NORTH Korea fired artillery rounds toward its sea border with South Korea yesterday, prompting a barrage of warning shots from the South's military and raising tensions on the divided peninsula.

No casualties or damage were reported.

North Korea fired about 30 artillery rounds into the sea from its western coast and the South immediately responded with 100 shots from a marine base on an island near the sea border, an officer at the Joint Chiefs of Staff in Seoul said. The North said it would continue to fire rounds.

The South Korean officer said the North's artillery fire landed in its own waters while the South had fired into the air.

The western sea border - drawn by the American-led United Nations Command at the close of the 1950-53 Korean War - is a constant source of tension between the two Koreas, with the North insisting the line be moved farther south.

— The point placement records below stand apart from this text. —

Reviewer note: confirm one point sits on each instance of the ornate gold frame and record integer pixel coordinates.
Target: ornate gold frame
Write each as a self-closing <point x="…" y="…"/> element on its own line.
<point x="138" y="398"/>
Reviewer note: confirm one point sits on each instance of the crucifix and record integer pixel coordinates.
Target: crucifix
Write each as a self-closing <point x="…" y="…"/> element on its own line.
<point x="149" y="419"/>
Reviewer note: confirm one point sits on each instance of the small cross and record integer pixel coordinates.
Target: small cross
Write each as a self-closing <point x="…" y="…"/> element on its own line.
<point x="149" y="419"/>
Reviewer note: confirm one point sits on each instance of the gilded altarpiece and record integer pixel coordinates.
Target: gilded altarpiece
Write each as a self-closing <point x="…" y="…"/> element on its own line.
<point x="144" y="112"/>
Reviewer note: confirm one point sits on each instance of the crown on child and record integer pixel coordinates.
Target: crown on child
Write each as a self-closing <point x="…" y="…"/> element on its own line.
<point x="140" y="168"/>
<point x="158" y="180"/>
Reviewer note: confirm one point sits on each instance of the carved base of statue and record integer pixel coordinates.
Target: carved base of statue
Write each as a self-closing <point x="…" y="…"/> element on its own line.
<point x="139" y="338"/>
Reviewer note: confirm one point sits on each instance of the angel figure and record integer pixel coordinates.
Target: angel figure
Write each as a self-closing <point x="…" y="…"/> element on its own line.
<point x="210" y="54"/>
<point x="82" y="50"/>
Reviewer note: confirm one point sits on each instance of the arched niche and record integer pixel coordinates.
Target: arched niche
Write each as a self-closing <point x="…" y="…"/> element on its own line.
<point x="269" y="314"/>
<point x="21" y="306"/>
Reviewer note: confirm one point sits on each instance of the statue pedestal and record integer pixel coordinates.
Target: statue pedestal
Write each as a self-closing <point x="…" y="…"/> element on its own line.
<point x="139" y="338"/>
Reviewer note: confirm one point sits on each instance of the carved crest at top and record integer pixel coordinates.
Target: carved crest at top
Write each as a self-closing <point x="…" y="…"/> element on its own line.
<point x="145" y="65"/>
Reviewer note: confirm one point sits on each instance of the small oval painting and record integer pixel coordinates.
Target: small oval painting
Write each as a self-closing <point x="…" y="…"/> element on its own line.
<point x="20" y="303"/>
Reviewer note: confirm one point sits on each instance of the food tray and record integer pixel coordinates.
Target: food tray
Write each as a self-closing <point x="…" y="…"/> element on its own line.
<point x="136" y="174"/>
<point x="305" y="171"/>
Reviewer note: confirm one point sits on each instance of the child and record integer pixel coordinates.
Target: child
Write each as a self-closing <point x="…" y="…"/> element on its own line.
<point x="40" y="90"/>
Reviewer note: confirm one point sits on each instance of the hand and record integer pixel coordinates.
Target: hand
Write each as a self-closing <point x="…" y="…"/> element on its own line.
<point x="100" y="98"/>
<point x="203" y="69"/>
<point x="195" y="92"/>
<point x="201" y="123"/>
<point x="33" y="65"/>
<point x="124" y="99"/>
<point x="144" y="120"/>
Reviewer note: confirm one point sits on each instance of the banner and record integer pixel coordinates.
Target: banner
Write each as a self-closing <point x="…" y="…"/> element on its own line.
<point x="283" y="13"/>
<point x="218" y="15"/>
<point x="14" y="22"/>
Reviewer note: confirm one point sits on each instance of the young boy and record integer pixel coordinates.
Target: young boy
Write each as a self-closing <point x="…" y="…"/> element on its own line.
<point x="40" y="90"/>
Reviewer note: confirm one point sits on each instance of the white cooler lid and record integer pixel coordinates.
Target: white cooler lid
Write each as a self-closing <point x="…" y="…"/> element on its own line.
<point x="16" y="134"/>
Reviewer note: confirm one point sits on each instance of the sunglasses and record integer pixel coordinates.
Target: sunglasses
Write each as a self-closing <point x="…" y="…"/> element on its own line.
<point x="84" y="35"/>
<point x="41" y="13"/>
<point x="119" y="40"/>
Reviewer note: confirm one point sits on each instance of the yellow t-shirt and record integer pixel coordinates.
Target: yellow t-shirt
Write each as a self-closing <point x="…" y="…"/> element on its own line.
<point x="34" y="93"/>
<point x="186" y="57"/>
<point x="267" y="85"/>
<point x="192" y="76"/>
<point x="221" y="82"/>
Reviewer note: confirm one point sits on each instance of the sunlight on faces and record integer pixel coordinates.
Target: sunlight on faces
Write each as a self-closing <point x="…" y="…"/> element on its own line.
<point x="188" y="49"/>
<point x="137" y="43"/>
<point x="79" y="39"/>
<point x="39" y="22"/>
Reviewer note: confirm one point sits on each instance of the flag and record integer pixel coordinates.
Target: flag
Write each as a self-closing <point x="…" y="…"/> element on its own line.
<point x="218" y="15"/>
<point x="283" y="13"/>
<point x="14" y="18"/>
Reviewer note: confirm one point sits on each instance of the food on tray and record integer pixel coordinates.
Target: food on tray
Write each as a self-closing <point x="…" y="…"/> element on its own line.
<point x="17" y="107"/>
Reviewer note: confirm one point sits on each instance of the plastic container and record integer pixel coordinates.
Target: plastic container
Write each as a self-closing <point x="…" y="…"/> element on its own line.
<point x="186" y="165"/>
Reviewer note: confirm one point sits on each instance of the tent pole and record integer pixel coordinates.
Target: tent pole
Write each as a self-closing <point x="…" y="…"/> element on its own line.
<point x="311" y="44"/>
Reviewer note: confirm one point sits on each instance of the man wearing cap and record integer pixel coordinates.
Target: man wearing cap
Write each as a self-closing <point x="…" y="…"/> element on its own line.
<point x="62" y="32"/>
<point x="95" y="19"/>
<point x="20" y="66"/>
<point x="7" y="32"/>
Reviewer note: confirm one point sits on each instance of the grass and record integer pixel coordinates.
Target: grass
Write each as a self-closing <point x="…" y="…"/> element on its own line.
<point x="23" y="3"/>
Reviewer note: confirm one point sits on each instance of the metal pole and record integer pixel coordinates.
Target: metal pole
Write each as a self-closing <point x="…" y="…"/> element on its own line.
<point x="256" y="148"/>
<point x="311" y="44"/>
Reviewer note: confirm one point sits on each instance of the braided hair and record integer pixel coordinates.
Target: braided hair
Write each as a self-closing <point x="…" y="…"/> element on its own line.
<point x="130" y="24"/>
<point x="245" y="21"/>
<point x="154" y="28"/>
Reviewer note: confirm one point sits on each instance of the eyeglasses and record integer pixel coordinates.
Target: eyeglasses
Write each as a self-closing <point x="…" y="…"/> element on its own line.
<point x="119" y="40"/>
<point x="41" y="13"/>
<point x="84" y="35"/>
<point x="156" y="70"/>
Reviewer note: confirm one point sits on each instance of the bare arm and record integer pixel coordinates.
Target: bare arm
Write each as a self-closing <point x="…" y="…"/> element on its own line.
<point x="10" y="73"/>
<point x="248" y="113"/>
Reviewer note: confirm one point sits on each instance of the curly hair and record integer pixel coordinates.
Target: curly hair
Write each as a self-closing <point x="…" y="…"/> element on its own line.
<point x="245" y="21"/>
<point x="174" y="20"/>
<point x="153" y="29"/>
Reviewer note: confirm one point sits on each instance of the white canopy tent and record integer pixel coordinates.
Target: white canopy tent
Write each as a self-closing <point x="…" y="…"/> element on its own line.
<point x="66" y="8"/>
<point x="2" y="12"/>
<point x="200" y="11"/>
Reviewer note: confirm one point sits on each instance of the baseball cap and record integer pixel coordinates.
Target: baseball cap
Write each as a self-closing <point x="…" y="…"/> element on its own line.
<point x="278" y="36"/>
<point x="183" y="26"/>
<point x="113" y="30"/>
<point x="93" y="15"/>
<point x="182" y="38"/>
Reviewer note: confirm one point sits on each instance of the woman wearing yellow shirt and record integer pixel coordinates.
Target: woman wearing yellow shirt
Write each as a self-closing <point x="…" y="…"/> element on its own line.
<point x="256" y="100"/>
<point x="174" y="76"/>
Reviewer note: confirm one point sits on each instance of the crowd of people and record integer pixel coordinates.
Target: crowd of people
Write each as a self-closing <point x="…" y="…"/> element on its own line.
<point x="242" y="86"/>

Navy ships of the two Koreas fought a brief gunbattle in November that left one North Korean sailor dead and three others wounded. They engaged in similar bloody skirmishes in 1999 and 2002.

North Korea issued a statement later yesterday saying it had fired artillery off its coast as part of an annual military drill and would continue doing so. Such drills "will go on in the same waters in the future," the General Staff of the (North) Korean People's Army said.

The North fired more shots later in the day, but South Korea didn't respond.

The exchange of fire came two days after the North designated two no-sail zones in the area, including some South Korean-held waters.

South Korea's Defense Ministry sent the North's military a message yesterday expressing serious concern about the firing and saying it fostered "unnecessary tension" between the two sides.

It also urged the North to retract the no-sail zones, calling them a "grave provocation" and a violation of the Korean War armistice. The war ended with a truce, but not a formal peace treaty.

South Korea's Yonhap news agency said it was the first time that North Korea has fired artillery toward the sea border.

The Joint Chiefs of Staff officer said the North Korean artillery shells were believed to have fallen into the no-sail zones about 3 kilometers north of the maritime border.